Be watchful for these red flags (according to the University of North Carolina):

  • Whether the individual(s) can leave or come and go as they please
  • Whether the individual is under 18 and is engaged in commercial sexual activity
  • Whether the individual works excessively long and unusual hours
  • Whether there are unusual physical security measures present, such as bars on windows, barbed wire, security cameras, constant surveillance, etc.
  • Whether the individual avoids eye contact or does not seem to be allowed to speak for themselves
  • Whether the individual is in control of his/her identification documents
  • Whether the individual seems to have local knowledge and be aware of his/her location

What happens to the trafficker when a victim is rescued?

Trafficking is a felony under federal and state anti-human trafficking laws.

What about girls who choose prostitution?
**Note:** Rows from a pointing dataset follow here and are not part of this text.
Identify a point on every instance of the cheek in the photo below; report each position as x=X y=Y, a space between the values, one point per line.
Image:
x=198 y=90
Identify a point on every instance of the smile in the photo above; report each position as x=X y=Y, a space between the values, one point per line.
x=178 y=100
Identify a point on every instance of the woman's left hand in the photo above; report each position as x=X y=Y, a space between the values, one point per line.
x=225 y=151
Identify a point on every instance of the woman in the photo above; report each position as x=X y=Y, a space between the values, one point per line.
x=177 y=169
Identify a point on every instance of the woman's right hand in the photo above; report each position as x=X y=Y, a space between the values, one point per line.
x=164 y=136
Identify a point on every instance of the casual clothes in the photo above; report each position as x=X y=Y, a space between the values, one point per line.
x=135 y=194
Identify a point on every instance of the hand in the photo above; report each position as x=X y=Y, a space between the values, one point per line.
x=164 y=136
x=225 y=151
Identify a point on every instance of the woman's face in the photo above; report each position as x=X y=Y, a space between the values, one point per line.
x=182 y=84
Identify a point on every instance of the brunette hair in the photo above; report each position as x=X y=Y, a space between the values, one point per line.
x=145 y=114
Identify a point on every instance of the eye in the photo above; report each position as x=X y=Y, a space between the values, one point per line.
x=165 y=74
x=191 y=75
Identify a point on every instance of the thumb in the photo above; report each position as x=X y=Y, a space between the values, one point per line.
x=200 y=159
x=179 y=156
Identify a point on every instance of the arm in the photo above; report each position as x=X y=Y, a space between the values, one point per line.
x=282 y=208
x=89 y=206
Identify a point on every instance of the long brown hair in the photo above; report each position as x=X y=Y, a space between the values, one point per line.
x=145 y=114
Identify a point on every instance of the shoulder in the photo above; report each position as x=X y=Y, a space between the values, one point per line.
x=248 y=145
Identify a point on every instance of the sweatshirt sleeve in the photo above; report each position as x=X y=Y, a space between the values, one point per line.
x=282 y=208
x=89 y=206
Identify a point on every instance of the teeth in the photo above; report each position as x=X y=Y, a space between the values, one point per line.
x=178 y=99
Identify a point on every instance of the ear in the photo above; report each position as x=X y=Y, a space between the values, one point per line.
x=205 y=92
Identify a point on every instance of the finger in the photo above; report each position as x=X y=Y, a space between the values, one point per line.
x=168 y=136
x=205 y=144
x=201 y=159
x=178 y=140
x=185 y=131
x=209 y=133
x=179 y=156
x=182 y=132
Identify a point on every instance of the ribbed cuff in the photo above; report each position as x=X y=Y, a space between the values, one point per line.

Are they victims of trafficking too?

Under the Trafficking Victims Protection Act (TVPA) sex trafficking must contain a component of force, fraud or coercion UNLESS the victim is minor (18 years or younger). Any minor used in any commercial sex act IS a victim regardless of the circumstances.

Who buys sex?

The buyers of sex from juveniles can be anyone – professionals, students, tourists, military personnel, a family member. Buyers are difficult to identify often because the encounter is brief and monies paid are not traceable (meaning using cash for services).

What if a trafficked person consents?

Consent becomes irrelevant when any of the ‘means’ of trafficking are used. Also, a child cannot give consent regardless of the circumstances. The means, meaning how it is done is the threat of or use of force, deception, coercion, abuse of power to control a victim.

What is the difference between smuggling and trafficking?

Smuggling is a consensual act and requires crossing an international border illegally. Trafficking is not consensual, and the coerced victim is not a criminal.